Notebook 3 extends the analysis from a single individual to a panel of long-coverage Geolife users. For each user in the sample, it reloads the corresponding visit-level table, re-attaches the same home–home trip structure as in Notebook 2, and computes a compact set of trip-level and behavioural summaries: number of active days and trips, distribution of non-home stops per trip, user-specific going-home hazards, and within-trip exploration rates. The notebook then fits separate discrete-time logit models for the going-home hazard and the Pv probability for each user, producing a small set of interpretable parameters that describe their overall level of “home-boundness” and their tendency to explore as trips grow longer.  

Finally, these features are combined into a multivariate “trip behaviour space”, where users are compared and clustered into broad types (e.g. errand-oriented, revisiting-oriented, or exploratory roamers). In this way, Notebook 3 acts as a cross-sectional validation of the patterns identified in Notebooks 1 and 2 and shows how similar or heterogeneous daily exploration behaviour is across individuals.








### User-level summary variables (Notebook 3)
Each row of `summary_fit` summarises one user:
- **`uid`** – User ID.
- **`n_days_total`** – Days with any GPS data.
- **`n_days_nonhome`** – Days with at least one non-home stop.
- **`n_trips`** – Number of detected home–home trips.
- **`mean_stops_per_trip`** – Average number of non-home stops per trip.
- **`median_stops_per_trip`** – Median number of non-home stops per trip.
- **`max_stops_per_trip`** – Maximum number of non-home stops in any trip.
- **`hazard_h1`** – Empirical probability of going home right after the first non-home stop.

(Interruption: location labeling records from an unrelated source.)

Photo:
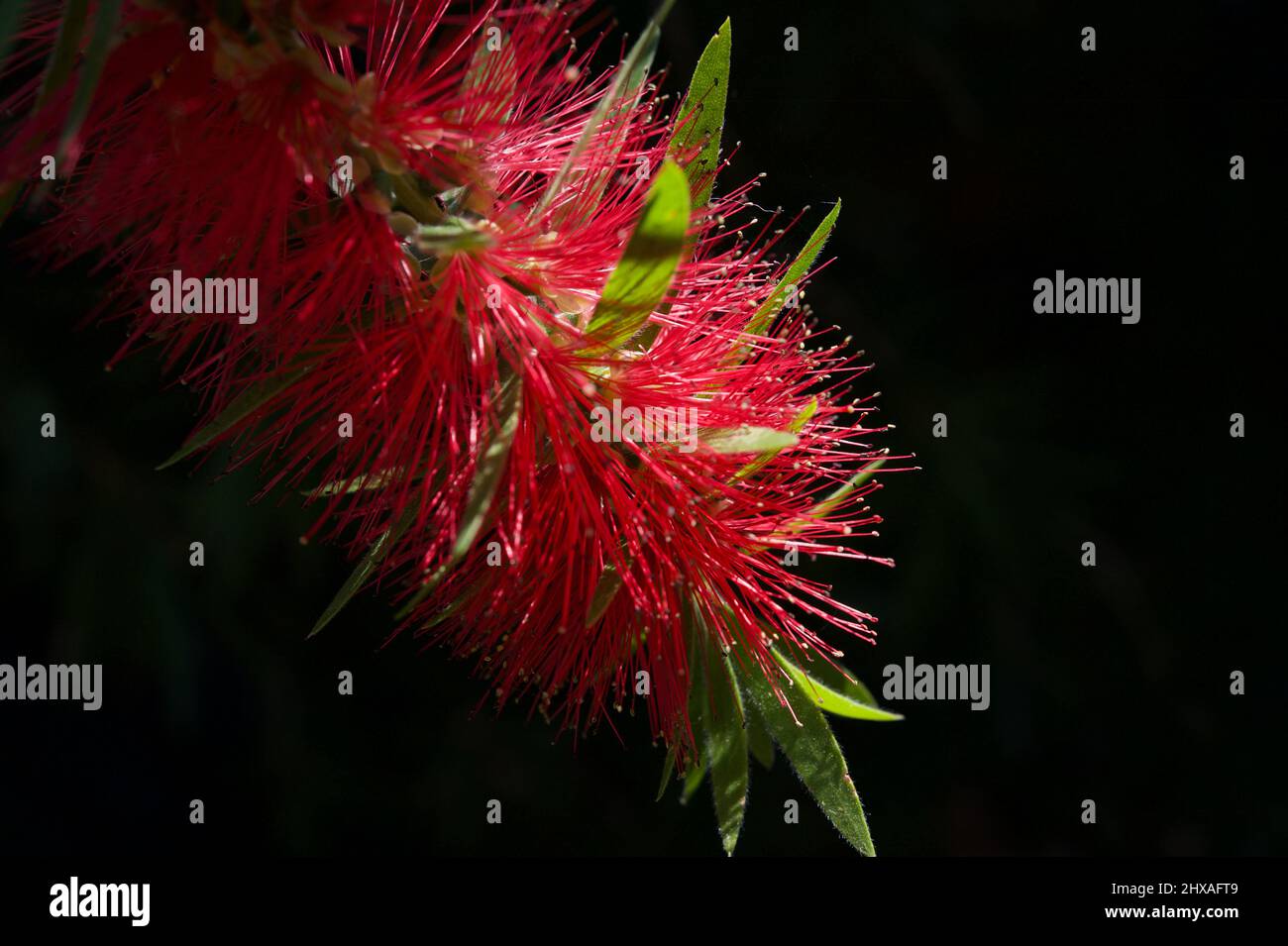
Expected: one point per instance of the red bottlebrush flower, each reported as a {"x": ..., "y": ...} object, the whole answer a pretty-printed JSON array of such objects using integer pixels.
[{"x": 523, "y": 376}]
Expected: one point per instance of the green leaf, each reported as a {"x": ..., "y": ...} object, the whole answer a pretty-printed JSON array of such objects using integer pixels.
[
  {"x": 11, "y": 14},
  {"x": 648, "y": 264},
  {"x": 376, "y": 480},
  {"x": 71, "y": 27},
  {"x": 668, "y": 771},
  {"x": 797, "y": 426},
  {"x": 750, "y": 441},
  {"x": 697, "y": 701},
  {"x": 725, "y": 743},
  {"x": 758, "y": 738},
  {"x": 489, "y": 78},
  {"x": 692, "y": 783},
  {"x": 621, "y": 98},
  {"x": 605, "y": 589},
  {"x": 104, "y": 26},
  {"x": 478, "y": 502},
  {"x": 811, "y": 749},
  {"x": 795, "y": 273},
  {"x": 838, "y": 494},
  {"x": 374, "y": 556},
  {"x": 835, "y": 695},
  {"x": 241, "y": 407},
  {"x": 702, "y": 116}
]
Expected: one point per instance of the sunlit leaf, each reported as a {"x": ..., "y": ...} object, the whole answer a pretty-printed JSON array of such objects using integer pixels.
[
  {"x": 700, "y": 120},
  {"x": 648, "y": 264},
  {"x": 807, "y": 743},
  {"x": 241, "y": 407}
]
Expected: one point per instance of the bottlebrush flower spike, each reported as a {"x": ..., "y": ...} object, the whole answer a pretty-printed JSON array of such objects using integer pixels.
[{"x": 480, "y": 305}]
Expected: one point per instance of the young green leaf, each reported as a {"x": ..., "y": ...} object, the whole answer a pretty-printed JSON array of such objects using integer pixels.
[
  {"x": 850, "y": 699},
  {"x": 374, "y": 556},
  {"x": 376, "y": 480},
  {"x": 838, "y": 494},
  {"x": 750, "y": 441},
  {"x": 668, "y": 771},
  {"x": 702, "y": 116},
  {"x": 692, "y": 783},
  {"x": 758, "y": 738},
  {"x": 241, "y": 407},
  {"x": 619, "y": 99},
  {"x": 648, "y": 264},
  {"x": 605, "y": 589},
  {"x": 478, "y": 502},
  {"x": 696, "y": 649},
  {"x": 71, "y": 27},
  {"x": 795, "y": 273},
  {"x": 106, "y": 18},
  {"x": 725, "y": 740},
  {"x": 811, "y": 749},
  {"x": 797, "y": 426}
]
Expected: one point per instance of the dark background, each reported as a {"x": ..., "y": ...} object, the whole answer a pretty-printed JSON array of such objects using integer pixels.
[{"x": 1109, "y": 683}]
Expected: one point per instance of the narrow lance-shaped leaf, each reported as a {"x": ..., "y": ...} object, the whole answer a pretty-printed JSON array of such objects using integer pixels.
[
  {"x": 621, "y": 97},
  {"x": 759, "y": 742},
  {"x": 797, "y": 426},
  {"x": 750, "y": 441},
  {"x": 699, "y": 124},
  {"x": 811, "y": 749},
  {"x": 71, "y": 27},
  {"x": 668, "y": 771},
  {"x": 648, "y": 264},
  {"x": 725, "y": 739},
  {"x": 605, "y": 589},
  {"x": 104, "y": 27},
  {"x": 795, "y": 273},
  {"x": 692, "y": 783},
  {"x": 478, "y": 502},
  {"x": 697, "y": 701},
  {"x": 702, "y": 117},
  {"x": 837, "y": 695},
  {"x": 359, "y": 578},
  {"x": 241, "y": 407},
  {"x": 364, "y": 481}
]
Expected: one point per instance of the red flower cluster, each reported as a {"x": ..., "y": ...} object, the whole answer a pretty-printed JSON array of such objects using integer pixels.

- **`hazard_h2_const`** – Average going-home hazard for stops \(k \ge 2\).
- **`hazard_beta_k`** – Logit slope of the going-home hazard with respect to stop order \(k\).
- **`overall_pv_share`** – Fraction of non-home trip stops that are Pv (first-time places).
- **`pv_odds_ratio_per_stop`** – Odds ratio for Pv per additional stop (from the within-trip Pv logit model).
- **`hazard_mse`** – Mean squared error between empirical and fitted going-home hazards.
- **`pv_mse`** – Mean squared error between empirical and fitted Pv probabilities.
- **`cluster3`** – k-means cluster label (0, 1, 2), corresponding to multi-stop revisitors, errand-homebodies, and exploratory roamers.
- **`PC1`, `PC2`, `PC3`** – Scores on the first three principal components of the nine user-level features:  
  - **PC1** – Trip complexity and routine (long multi-stop vs short exploratory outings).  
  - **PC2** – Mobility frequency and intensity (how often and on how many days users go out).  
  - **PC3** – Late-trip behaviour (how quickly the return-home hazard rises or stays low at higher stop orders).